William A. McClendon v. T. L. James & Company, Inc.

231 F.2d 802, 1956 U.S. App. LEXIS 4696
CourtCourt of Appeals for the Fifth Circuit
DecidedApril 6, 1956
Docket13-70009
StatusPublished
Cited by25 cases

This text of 231 F.2d 802 (William A. McClendon v. T. L. James & Company, Inc.) is published on Counsel Stack Legal Research, covering Court of Appeals for the Fifth Circuit primary law. Counsel Stack provides free access to over 12 million legal documents including statutes, case law, regulations, and constitutions.

Bluebook
William A. McClendon v. T. L. James & Company, Inc., 231 F.2d 802, 1956 U.S. App. LEXIS 4696 (5th Cir. 1956).

Opinion

BROWN, Circuit Judge.

As a part of its postwar rehabilitation program, the Louisiana Highway Department made a contract with T. L. James & Company, Inc., for patching, widening and resurfacing approximately 17 miles of the major, east-west arterial highway, U. S. 80. Actual work was in active progress on a 6-mile portion in the east end of the project. At a point further west and 6 miles beyond the locale of any actual work, there was a bad sunken, broken place in the concrete highway just to the right (north) of the center stripe. This was from normal attrition from long hard use with inadequate maintenance during the war years and, typical of general deterioration, was a condition which the contract project was to remedy.

The plaintiffs in their suit against the Contractor 1 *claimed that this hole brought about the head-on collision between the Bounds’ vehicle, headed west, and Sergeant Rockovich’s eastbound car, which took place on the south (Rockovich) side of the road.

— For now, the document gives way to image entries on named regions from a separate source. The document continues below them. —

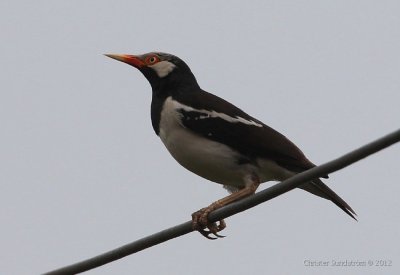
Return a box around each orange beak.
[105,54,146,69]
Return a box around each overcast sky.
[0,0,400,275]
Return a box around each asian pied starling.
[106,52,356,239]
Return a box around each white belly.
[159,98,293,188]
[159,98,253,187]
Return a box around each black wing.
[174,91,315,175]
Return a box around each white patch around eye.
[149,60,176,78]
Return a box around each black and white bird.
[107,52,356,239]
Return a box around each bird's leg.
[192,177,260,240]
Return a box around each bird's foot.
[192,203,226,240]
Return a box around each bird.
[105,52,357,239]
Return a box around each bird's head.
[106,52,198,92]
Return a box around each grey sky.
[0,1,400,275]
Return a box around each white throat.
[149,60,176,78]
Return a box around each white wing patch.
[167,97,263,127]
[149,60,176,78]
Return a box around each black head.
[106,52,198,93]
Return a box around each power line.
[44,129,400,275]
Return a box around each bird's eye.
[146,55,159,65]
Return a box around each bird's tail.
[299,179,357,220]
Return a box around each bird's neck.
[151,76,201,135]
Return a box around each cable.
[44,129,400,275]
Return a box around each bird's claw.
[192,207,226,240]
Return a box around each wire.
[44,129,400,275]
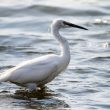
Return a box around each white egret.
[0,20,87,91]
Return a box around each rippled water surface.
[0,0,110,110]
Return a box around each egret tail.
[0,73,8,82]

The District Court granted 2 a judgment for the defendants notwithstanding the verdict, Fed.Rules Civ.Proc. rule 50(b), 28 U.S. C.A., on the dual ground that the contract imposed no duty which was violated and the plaintiffs failed to prove that negligence, if assumed, was a proximate cause.

*804 Analysis of the case makes it unmistakable that plaintiffs imperatively require the contract between the Highway Department and Contractor — not only to create a relationship out of which duties might spring but, decisive here — to create the very duties themselves. The facts are undisputed that this highway defect was in no way caused or brought about by Contractor. It had existed for a considerable time and had in no way been altered or magnified or changed by Contractor’s work. Nothing which Contractor was doing in the 6-mile work area to the east affected this defect or produced from it a peril to the traveling public any different from that which it would have presented a day, or a week, before the 17-mile project contract commenced or had it, by chance, been located farther west outside of the boundary limits of the 17-mile project.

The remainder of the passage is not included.